The protein is called NGFR. CNIO researchers have discovered for the first time that blocking it reduces metastasis (in animals), and they are developing a possible drug that does just that.
Now they have discovered that NGFR has another side: without it, the body’s defense cells do not learn to recognize the enemy and, therefore, a good immune response is not generated.
The goal is to develop new NGFR-based therapies against both cancer and autoimmune diseases.
Three years ago, in 2021, the Microenvironment and Metastasis Group of the National Center for Cancer Research (CNIO) discovered what could be one of the first treatments for melanoma metastases in the early stages. Researchers led Hector Peinado
discovered one of the key molecules responsible for setting the stage in the part of the body where a tumor will proliferate, and in animal models they confirmed that blocking it reduces metastasis.The molecule in question is called NGFR. Over the years, they have tested the effectiveness of the compound to prevent its effects and that it is non-toxic. They are now preparing “a publication that will present the results of its use in combination with immunotherapy for the treatment of melanoma,” says Peinado.
NGFR may also serve as a biomarker for early metastasis of melanoma, which will predict disease progression.
But while research progresses in this direction, the CNIO team also wanted to understand what the NGFR molecule does in a healthy body when there is no cancer. Thus, they have just discovered that NGFR is also key to the body’s development of an effective immune response and that it may be an important target for controlling autoimmune diseases.
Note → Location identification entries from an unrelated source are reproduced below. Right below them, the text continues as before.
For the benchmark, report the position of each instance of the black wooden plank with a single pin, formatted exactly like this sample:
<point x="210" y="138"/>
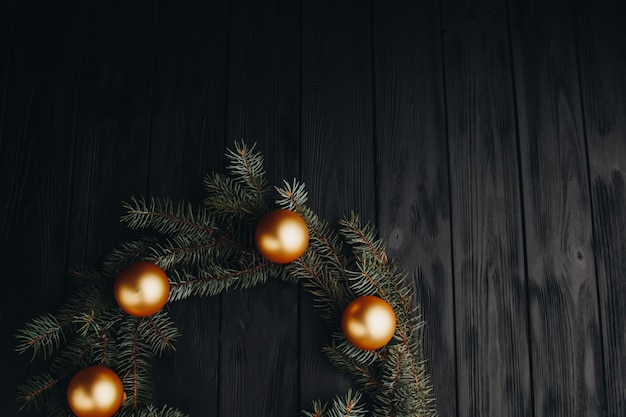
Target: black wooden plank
<point x="412" y="159"/>
<point x="37" y="127"/>
<point x="601" y="46"/>
<point x="565" y="348"/>
<point x="338" y="152"/>
<point x="113" y="142"/>
<point x="259" y="355"/>
<point x="187" y="142"/>
<point x="489" y="278"/>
They just published it in a magazine Cell reportsin an article with Alberto Hernandez as first author.
Without NGFR, defense cells do not train well
“While we were developing anti-metastasis therapies, we noticed that blocking NGFR led to lymph node hypertrophy, and we decided to study this phenomenon,” Peinado explains.
Lymph nodes are an important part of the immune system, the main place where protective cells, lymphocytes (white blood cells), are exposed to molecules of infectious agents in order to learn to recognize them. Published research suggests that NGFR plays an important role in this process.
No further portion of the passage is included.